Kapitel IV - Lautloser Tanz
 


 

Immer wieder rieb der Lappen über das frisch eingefettete Leder seiner Schuhe, während Levi mit den Gedanken noch bei dem vergangenen Tag verweilte. Vor ein paar Stunden wurde ihnen ein äußerst interessantes Angebot unterbreitet. Sie sollten bestimmte Dokumente für einen gewissen Lobov auftreiben und zusätzlich den Träger dieser Papiere ausschalten. Im Gegenzug wurde ihnen ein Leben an der Oberfläche angeboten, inklusive Staatsbürgerschaft.

Dieser Auftrag roch nach Ärger, dennoch war die Aussicht, nicht länger in diesem Loch festzustecken, verlockend.
 

Er hob den Blick und sah zu Inara, die mit Isabel auf der Couch saß und der Jüngeren das Häkeln beizubringen versuchte. Allein für sie würde er sich mit diesem Ärger auseinandersetzen.
 

Dieser Auftrag könnte ihr ein ganz anderes Leben ermöglichen.
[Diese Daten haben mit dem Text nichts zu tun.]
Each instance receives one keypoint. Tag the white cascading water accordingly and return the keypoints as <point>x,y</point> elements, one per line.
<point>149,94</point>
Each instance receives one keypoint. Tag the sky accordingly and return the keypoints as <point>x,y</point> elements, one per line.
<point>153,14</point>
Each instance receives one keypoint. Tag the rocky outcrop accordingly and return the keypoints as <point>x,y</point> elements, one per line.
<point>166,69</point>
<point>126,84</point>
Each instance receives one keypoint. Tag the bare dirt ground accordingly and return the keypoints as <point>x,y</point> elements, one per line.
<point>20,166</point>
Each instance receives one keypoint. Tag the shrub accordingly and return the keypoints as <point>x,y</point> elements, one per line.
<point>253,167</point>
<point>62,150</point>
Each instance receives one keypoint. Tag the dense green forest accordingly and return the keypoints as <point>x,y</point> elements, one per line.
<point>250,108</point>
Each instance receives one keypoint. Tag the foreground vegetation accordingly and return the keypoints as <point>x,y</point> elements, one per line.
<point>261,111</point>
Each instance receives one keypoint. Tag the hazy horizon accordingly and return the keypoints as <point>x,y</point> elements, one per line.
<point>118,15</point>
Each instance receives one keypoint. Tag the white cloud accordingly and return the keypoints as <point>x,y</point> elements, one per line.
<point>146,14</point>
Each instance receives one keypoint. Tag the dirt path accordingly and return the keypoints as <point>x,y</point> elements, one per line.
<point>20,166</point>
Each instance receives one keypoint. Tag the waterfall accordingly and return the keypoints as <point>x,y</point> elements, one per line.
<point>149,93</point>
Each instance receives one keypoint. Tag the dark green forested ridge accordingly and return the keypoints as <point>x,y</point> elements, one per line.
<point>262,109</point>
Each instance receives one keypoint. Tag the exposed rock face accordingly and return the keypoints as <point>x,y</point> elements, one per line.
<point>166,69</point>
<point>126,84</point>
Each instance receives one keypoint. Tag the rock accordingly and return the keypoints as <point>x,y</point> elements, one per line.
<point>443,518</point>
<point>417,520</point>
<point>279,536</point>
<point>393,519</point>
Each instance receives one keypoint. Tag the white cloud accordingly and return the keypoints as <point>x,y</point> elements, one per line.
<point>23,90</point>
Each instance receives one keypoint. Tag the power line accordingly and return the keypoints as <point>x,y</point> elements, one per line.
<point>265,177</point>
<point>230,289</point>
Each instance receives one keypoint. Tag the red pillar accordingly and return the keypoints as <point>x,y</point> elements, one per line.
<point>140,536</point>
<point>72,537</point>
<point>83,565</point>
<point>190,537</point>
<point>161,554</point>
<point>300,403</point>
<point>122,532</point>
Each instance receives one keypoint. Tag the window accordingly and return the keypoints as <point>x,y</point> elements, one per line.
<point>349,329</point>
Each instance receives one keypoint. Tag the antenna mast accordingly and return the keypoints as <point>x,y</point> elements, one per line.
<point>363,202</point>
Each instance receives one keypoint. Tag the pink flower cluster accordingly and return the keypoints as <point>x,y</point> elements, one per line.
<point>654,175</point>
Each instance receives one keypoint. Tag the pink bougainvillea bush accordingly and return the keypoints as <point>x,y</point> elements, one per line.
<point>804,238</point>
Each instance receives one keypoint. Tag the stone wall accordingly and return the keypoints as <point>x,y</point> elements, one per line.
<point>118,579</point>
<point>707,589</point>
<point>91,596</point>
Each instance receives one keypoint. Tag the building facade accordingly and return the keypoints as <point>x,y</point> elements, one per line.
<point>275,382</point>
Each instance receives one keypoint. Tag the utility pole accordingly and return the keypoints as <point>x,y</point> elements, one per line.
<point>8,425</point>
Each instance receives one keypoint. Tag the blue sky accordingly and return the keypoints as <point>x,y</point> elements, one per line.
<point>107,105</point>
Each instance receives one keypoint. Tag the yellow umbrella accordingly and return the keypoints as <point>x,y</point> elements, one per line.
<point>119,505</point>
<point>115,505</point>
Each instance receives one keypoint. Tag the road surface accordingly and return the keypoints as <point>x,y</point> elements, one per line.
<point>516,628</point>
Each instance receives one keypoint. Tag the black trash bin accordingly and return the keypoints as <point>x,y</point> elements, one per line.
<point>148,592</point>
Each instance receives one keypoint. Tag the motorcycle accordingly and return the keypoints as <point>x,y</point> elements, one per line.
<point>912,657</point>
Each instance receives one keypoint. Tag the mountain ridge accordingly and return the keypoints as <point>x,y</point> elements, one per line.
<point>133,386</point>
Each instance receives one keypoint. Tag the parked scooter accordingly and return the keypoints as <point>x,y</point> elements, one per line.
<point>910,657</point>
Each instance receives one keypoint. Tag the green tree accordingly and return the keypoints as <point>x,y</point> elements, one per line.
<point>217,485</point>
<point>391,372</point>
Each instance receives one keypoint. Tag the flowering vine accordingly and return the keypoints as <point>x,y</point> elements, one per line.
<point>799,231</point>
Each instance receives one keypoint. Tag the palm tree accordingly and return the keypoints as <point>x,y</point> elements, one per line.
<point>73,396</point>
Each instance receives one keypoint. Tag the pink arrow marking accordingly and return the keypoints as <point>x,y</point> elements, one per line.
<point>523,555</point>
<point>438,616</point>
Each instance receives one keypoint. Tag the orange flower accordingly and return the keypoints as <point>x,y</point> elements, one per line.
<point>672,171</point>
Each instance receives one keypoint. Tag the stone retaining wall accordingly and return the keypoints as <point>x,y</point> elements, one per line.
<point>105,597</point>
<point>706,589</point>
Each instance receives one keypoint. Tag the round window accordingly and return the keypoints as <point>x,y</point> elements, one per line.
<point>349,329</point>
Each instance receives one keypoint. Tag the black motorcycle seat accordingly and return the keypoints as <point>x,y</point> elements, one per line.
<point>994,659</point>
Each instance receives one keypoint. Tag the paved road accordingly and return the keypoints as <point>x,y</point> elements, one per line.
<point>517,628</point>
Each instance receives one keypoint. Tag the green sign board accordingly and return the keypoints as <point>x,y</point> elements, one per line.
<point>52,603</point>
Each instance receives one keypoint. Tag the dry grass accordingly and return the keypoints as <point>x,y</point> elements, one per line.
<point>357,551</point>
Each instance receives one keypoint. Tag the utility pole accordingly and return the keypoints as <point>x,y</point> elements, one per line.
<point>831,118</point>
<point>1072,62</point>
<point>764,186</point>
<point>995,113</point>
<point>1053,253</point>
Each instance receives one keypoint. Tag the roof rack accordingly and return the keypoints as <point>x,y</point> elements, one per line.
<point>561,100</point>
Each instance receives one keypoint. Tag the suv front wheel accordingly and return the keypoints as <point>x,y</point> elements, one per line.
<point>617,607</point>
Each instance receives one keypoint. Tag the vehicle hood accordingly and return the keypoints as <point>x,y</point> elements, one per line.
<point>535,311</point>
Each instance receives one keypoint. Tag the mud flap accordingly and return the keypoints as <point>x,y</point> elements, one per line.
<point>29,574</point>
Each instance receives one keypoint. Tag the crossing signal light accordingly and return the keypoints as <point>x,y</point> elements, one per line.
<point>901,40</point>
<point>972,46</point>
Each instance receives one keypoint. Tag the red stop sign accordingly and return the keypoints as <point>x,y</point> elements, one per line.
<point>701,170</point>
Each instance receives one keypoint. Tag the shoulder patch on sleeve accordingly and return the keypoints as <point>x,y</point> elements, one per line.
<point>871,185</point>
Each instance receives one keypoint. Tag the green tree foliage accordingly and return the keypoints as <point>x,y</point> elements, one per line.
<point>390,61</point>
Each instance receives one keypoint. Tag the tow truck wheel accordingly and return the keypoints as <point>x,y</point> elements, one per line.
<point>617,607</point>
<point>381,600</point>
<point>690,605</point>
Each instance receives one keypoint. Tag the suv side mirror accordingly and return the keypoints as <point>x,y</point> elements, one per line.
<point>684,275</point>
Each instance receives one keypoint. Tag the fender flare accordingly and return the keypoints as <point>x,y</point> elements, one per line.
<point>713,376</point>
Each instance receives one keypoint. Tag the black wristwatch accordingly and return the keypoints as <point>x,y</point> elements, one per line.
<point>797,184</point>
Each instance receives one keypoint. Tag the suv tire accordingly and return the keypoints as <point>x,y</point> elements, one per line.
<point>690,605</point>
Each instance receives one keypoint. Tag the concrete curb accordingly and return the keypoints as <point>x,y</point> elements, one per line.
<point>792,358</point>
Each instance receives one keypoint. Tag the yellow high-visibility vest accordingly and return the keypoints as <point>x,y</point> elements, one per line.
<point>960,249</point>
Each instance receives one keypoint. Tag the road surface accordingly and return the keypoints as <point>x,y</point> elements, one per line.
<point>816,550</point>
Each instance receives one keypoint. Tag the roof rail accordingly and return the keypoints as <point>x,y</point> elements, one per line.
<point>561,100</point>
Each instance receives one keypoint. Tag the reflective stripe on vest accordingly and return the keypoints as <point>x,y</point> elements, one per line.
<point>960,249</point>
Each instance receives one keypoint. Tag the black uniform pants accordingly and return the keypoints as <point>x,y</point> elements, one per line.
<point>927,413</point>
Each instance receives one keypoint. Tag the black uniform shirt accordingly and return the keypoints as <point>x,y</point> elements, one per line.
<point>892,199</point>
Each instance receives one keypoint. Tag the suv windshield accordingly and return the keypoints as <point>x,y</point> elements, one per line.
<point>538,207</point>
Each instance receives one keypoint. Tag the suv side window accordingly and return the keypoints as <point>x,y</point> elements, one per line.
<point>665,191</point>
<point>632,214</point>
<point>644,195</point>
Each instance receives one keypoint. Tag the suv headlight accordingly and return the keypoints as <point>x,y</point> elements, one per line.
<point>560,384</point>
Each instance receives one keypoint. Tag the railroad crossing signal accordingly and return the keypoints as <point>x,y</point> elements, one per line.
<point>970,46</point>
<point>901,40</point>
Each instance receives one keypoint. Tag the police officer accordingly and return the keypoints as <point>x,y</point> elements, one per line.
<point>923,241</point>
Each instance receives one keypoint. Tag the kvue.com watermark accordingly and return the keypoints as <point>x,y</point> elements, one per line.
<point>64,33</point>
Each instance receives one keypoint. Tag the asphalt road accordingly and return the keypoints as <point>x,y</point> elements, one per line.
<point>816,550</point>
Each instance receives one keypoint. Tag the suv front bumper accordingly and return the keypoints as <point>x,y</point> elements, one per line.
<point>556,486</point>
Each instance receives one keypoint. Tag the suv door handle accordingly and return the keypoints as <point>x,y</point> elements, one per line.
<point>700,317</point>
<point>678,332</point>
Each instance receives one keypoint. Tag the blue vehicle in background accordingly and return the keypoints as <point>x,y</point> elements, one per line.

Eines, in dem sie nicht in ständiger Angst vor den Mistkerlen leben müsste, die sie so gedemütigt hatten und denen sie jederzeit wieder begegnen konnte.

Allerdings klang dieses Angebot zu gut. Es musste irgendwo einen Haken geben. Levi dachte darüber nach, während er weiter seine Schuhe polierte.
 

Plötzlich schwang die Haustür auf und Farlan trat ein, gefolgt von Musik und dem Lachen der Menschen auf den Straßen. „Was sitzt ihr denn hier drinnen? Draußen steigt die Fete", grinste er spitzbübisch.
 

Isabel wurde sofort hellhörig. „Eine Feier?", fragte sie mit der Freude eines Kindes in der Stimme nach.
 

„Naja, zumindest Musik und gute Laune", korrigierte Farlan sich selbst.
 

Aber selbst das war eine Seltenheit im Untergrund. Levi konnte sich nur vage daran erinnern, wann das letzte Mal Musik auf den Straßen gespielt wurde. Natürlich spielte hier und dort einer seiner Freunde mal ein Stück auf seiner Gitarre oder Flöte, doch das war nicht vergleichbar mit der Musik, die von draußen herein drang. Es war eine willkommene Abwechslung zum trostlosen und eintönigen Alltag.
 

Augenblicklich sprang Isabel vom Sofa auf und packte Inara am Handgelenk. „Komm, dass müssen wir uns ansehen“, sagte sie, wobei sie die Ältere hinter sich her zur Tür zog.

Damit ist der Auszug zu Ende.